Law enfarcers are working off of the wrong profiles–and getting paid anyways.
Although originally justified as an antiterrorism initiative to improve information sharing and collection at the local level, fusion centers rapidly drifted toward an “all-crimes, all-hazards” policy that is “flexible enough for use in all emergencies,” not just those specifically linked to terrorism. Mission creep is significant because 1) it undercuts the political justification for the network as a critical counterterrorism tool, and 2) it opens the door for surveillance and repression of protected free speech activity in order to “counter radicalization” or otherwise prevent “disorder” or nonviolent civil disobedience.
The vast majority of fusion centers now track major or organized crimes such as narcotics, violence and gangs, sexual offenses, or crimes that may be used to support terrorism efforts, or not. Rather than each department or squad having its own databases, fusion centers allow access to multiple databases and sources of intelligence; the drug squad in one community can share information with the anti-gang task force in another, picking up on patterns that may suggest an emerging threat as gangs set up to move into a new market or distribute new contraband. In addition, fusion centers assist with manhunts that cross jurisdictions, as when a baby was stolen in Tennessee and a serial killer went on a shooting spree in North Carolina.
The leaders of some fusion centers have admitted that they switched to an “all-hazards” approach so they could apply for a broader range of grants, and because there was far too little terrorism-related information to analyze. They were agencies in need of a mission. According to documents provided to the Massachusetts ACLU, in 2006 the Massachusetts fusion center analyzed copper theft for four outside partners, studied school violence at five schools, investigated calls for fire department service, conducted three studies for the gang working group, while also compiling reports on port security, transportation security, gang assessments, and prisoner radicalization. Counter-terrorism is not their exclusive, let alone primary, priority.
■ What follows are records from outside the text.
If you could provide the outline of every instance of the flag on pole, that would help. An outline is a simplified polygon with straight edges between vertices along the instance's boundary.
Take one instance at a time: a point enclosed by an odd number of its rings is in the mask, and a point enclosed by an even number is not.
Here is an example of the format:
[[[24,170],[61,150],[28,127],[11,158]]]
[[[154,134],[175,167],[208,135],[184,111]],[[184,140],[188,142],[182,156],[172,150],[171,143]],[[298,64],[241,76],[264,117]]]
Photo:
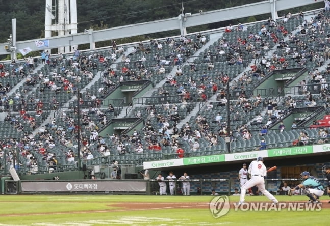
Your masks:
[[[37,48],[42,48],[49,46],[49,40],[35,40],[35,43]]]
[[[32,49],[31,49],[30,47],[26,47],[22,49],[18,49],[18,51],[19,51],[23,55],[26,55],[27,54],[32,51]]]

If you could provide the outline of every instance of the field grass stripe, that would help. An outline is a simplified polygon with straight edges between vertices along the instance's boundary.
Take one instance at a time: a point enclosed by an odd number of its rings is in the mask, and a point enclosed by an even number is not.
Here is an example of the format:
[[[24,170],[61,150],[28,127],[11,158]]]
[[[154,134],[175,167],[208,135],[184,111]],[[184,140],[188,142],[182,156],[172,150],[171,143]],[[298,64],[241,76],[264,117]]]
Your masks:
[[[6,214],[0,215],[0,217],[15,217],[15,216],[39,216],[42,215],[61,215],[61,214],[80,214],[84,213],[108,213],[111,212],[122,212],[122,211],[136,211],[140,210],[161,210],[165,209],[171,208],[183,208],[185,207],[205,207],[205,205],[194,205],[189,206],[168,206],[165,207],[154,207],[150,208],[143,208],[143,209],[126,209],[122,210],[95,210],[95,211],[77,211],[77,212],[62,212],[60,213],[30,213],[26,214]]]

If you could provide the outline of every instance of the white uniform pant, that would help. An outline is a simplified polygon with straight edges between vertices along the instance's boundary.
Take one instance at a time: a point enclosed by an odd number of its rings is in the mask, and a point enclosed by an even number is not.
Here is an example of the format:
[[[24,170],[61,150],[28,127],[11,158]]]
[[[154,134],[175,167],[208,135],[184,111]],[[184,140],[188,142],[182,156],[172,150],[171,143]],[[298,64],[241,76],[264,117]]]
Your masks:
[[[242,178],[240,179],[240,184],[241,185],[241,187],[243,187],[243,185],[244,185],[245,183],[247,182],[247,178]]]
[[[319,197],[321,197],[323,194],[324,194],[324,191],[322,190],[319,190],[315,188],[309,188],[308,190],[312,194],[315,194],[315,195],[317,195]]]
[[[190,185],[183,185],[183,193],[185,195],[190,195]]]
[[[272,200],[274,202],[277,203],[278,202],[277,200],[274,197],[274,195],[266,190],[266,188],[265,188],[265,181],[264,180],[264,178],[260,176],[253,176],[252,178],[247,181],[247,182],[245,183],[243,186],[242,186],[241,188],[241,198],[240,199],[240,202],[243,202],[244,201],[246,189],[256,185],[258,187],[259,191],[261,191],[261,193],[262,193],[266,197]]]
[[[171,193],[171,195],[174,195],[174,189],[175,187],[175,185],[171,185],[170,184],[169,185],[169,192]]]
[[[159,186],[159,194],[161,195],[164,194],[166,195],[166,185],[163,186]]]

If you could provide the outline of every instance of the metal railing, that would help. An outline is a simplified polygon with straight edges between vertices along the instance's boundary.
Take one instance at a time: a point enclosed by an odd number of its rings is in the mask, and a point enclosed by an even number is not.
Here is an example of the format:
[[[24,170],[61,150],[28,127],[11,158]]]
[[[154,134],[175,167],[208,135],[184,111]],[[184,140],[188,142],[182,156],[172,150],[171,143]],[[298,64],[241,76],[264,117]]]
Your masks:
[[[219,155],[221,154],[225,154],[225,150],[222,149],[216,149],[215,150],[209,151],[201,151],[196,152],[185,152],[184,153],[171,153],[171,154],[163,154],[163,157],[164,159],[172,159],[174,158],[181,158],[180,157],[183,155],[184,158],[193,156],[203,156],[212,155]]]
[[[268,150],[270,149],[276,149],[276,148],[287,148],[289,147],[303,147],[306,146],[309,146],[311,145],[314,145],[315,144],[317,144],[319,140],[324,140],[328,142],[329,138],[315,138],[309,139],[307,140],[303,140],[304,142],[307,142],[308,143],[304,145],[299,145],[299,142],[300,140],[298,140],[298,137],[297,139],[295,139],[293,140],[289,140],[285,142],[280,142],[277,143],[271,143],[266,144],[266,147],[264,148],[262,150]],[[248,151],[254,151],[254,150],[261,150],[259,149],[259,148],[261,147],[261,145],[256,145],[254,146],[249,146],[249,147],[243,147],[240,148],[235,148],[233,149],[233,152],[243,152]]]

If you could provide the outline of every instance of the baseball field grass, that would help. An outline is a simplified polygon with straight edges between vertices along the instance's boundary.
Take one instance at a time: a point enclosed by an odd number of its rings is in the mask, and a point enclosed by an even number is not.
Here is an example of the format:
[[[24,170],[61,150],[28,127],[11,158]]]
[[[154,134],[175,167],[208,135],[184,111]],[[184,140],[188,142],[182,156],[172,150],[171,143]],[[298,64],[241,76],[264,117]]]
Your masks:
[[[276,197],[286,206],[288,202],[294,204],[301,201],[303,204],[307,198]],[[239,197],[229,196],[231,204],[227,213],[218,218],[214,217],[209,208],[210,203],[215,200],[213,198],[209,195],[2,195],[0,226],[328,225],[327,196],[321,199],[322,205],[314,205],[314,210],[302,208],[298,211],[289,210],[285,205],[281,210],[247,210],[247,205],[235,209],[233,203],[238,202]],[[248,204],[262,202],[267,207],[272,205],[263,196],[247,196],[245,201]]]

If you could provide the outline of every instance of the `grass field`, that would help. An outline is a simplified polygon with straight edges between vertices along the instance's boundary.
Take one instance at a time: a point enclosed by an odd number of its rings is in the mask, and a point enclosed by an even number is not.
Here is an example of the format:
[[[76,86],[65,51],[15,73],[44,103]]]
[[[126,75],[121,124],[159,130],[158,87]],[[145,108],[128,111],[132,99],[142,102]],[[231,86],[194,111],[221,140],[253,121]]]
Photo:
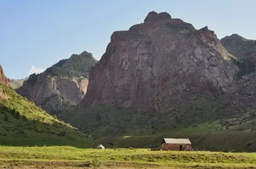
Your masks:
[[[0,146],[0,168],[256,168],[255,153]]]
[[[93,148],[96,141],[0,84],[0,145]]]

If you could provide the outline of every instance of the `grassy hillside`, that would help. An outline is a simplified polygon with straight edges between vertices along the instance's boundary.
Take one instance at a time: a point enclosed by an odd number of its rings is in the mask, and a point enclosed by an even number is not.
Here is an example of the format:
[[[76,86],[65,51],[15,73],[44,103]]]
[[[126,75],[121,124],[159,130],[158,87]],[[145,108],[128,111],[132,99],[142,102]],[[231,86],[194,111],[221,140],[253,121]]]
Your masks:
[[[174,102],[175,108],[160,115],[101,106],[78,109],[63,119],[107,147],[145,148],[161,144],[164,137],[185,137],[199,150],[256,151],[254,106],[236,104],[227,94],[206,98],[194,93],[189,97]]]
[[[0,84],[0,144],[93,147],[94,140]]]
[[[0,167],[11,168],[255,168],[255,153],[0,147]],[[36,159],[35,159],[35,157]]]
[[[221,95],[206,98],[205,95],[191,94],[182,98],[182,102],[174,102],[176,107],[160,115],[119,107],[88,107],[66,114],[63,119],[97,138],[255,130],[256,125],[250,122],[254,120],[255,110],[246,112],[244,107],[236,106],[232,97]],[[242,127],[242,125],[245,126]]]

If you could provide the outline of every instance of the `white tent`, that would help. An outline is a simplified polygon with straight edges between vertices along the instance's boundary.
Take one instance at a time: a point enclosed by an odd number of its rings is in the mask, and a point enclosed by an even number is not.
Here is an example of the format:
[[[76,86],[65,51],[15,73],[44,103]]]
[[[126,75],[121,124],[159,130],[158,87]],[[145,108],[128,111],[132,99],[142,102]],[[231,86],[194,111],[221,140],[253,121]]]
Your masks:
[[[98,149],[105,149],[105,147],[102,145],[100,145],[97,147],[97,148]]]

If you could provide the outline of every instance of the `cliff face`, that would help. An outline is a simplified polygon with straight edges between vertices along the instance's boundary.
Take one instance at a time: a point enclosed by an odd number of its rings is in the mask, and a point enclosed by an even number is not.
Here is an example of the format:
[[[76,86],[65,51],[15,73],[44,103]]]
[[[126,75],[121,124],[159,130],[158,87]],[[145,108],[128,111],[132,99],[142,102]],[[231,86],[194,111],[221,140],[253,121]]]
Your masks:
[[[72,55],[39,74],[32,74],[16,89],[49,113],[61,114],[72,110],[86,93],[88,70],[96,64],[91,53]]]
[[[89,73],[79,107],[118,105],[164,111],[188,92],[233,92],[233,56],[207,27],[151,12],[142,24],[112,35]]]
[[[4,75],[4,70],[1,65],[0,65],[0,83],[3,83],[8,86],[10,86],[10,80],[7,78]]]
[[[55,114],[55,108],[65,102],[78,103],[86,93],[87,85],[85,78],[62,77],[44,73],[38,75],[34,85],[25,81],[16,92],[48,112]]]

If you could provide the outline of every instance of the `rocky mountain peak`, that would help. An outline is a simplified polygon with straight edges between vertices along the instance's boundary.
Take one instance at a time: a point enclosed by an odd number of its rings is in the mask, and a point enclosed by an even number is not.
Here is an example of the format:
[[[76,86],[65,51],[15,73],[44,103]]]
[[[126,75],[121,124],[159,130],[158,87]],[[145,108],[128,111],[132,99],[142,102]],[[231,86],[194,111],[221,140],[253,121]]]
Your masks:
[[[151,12],[144,23],[113,32],[91,69],[79,106],[117,105],[160,112],[191,92],[232,91],[237,68],[214,31],[161,14]]]
[[[158,14],[155,11],[151,11],[145,18],[144,23],[170,19],[171,19],[171,15],[167,12],[164,12]]]
[[[4,75],[4,70],[0,64],[0,83],[4,83],[8,86],[10,86],[10,79],[7,78]]]

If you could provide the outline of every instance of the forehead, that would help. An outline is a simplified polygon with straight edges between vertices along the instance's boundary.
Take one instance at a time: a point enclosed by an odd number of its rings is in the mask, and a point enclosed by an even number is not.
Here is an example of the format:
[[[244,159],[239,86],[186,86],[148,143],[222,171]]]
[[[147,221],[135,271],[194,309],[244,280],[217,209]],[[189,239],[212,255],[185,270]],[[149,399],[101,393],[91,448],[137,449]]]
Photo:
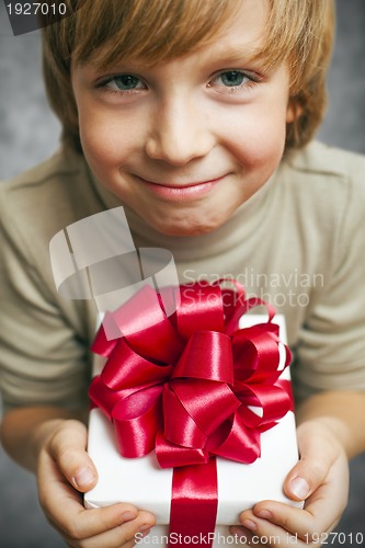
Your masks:
[[[98,3],[99,0],[94,0]],[[263,41],[269,0],[103,0],[93,18],[79,18],[73,61],[109,67],[142,59],[151,66],[199,52],[207,45],[236,47],[240,42]],[[112,18],[112,15],[114,15]],[[98,24],[95,24],[98,21]],[[253,48],[253,45],[252,45]]]

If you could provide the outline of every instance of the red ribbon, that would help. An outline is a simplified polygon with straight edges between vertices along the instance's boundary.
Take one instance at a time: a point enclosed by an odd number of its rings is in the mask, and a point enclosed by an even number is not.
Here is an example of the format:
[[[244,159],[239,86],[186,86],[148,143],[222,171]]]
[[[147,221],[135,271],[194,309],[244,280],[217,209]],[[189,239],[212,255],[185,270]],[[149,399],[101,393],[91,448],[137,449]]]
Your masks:
[[[102,327],[92,345],[109,359],[91,383],[91,401],[113,422],[124,457],[156,449],[160,466],[174,468],[170,534],[197,535],[202,546],[215,527],[215,456],[253,463],[261,433],[292,407],[288,384],[277,380],[275,311],[261,299],[244,300],[235,284],[238,292],[181,286],[170,318],[145,286],[105,318],[124,336],[109,341]],[[241,316],[258,305],[266,306],[269,320],[239,329]]]

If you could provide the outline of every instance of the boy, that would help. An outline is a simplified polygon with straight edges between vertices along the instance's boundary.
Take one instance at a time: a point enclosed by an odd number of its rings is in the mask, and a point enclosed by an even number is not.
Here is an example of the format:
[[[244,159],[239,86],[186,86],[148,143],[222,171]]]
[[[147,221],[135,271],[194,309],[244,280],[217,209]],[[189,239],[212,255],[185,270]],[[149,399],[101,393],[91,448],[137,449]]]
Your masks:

The lack of a narrowly defined mission poses unnecessary risks to civil liberties.
The lack of a narrowly defined mission poses unnecessary risks to civil liberties. One fusion center study postulated that “there is, more often than not, insufficient purely ‘terrorist’ activity to support a multi-jurisdictional, multi-governmental level fusion center that exclusively processes terrorist activity.” Consequently, there is a risk that analysts’ skills could atrophy as would their interest, from a lack of relevant work.
In the absence of purely terrorist activity, DHS’s emphasis on “ensuring that our communities are not places where violent extremism can take root” may invite fusion centers to identify local threats based on political rhetoric that is critical of government policies. Evidence suggests this is already happening. In February 2009, North Central Texas Fusion System issued a “Prevention Awareness Bulletin” calling on law enforcement to report the activities of Muslim civil rights organizations and antiwar protest groups. In March 2009, the Missouri State Highway Patrol was forced to halt the distribution of a report prepared by the Missouri Information Analysis Center that linked extremists in the modern militia movement to supporters of third-party presidential candidates such as Congressman Ron Paul of Texas and former Congressman Bob Barr of Iowa. The report also said that some militia members subscribe to anti-abortion beliefs or oppose illegal immigration – suggestions that created a public uproar among law-abiding groups concerned that they were being lumped in with violent, dangerous people.
The Virginia Fusion Center identified “subversive thought” as a marker for violent terrorism.
Furthermore, the Virginia Fusion Center’s 2009 Threat Assessment identified “subversive thought” as a marker for violent terrorism and thus targeted “university-based student groups as a radicalization node for almost every type of extremist group.” In words reminiscent of “communist front” theory dating to the Cold War, Virginia Fusion Center analysts warned of the Muslim Brotherhood’s alleged strategy of boring from within by infiltrating different Islamic organizations and obtaining leadership roles. DHS also monitored the D.C. Anti-War Network and shared information with the Maryland State Police – most likely through the fusion center – during a year-long infiltration of Baltimore area peace and social justice organizations in 2007-2008.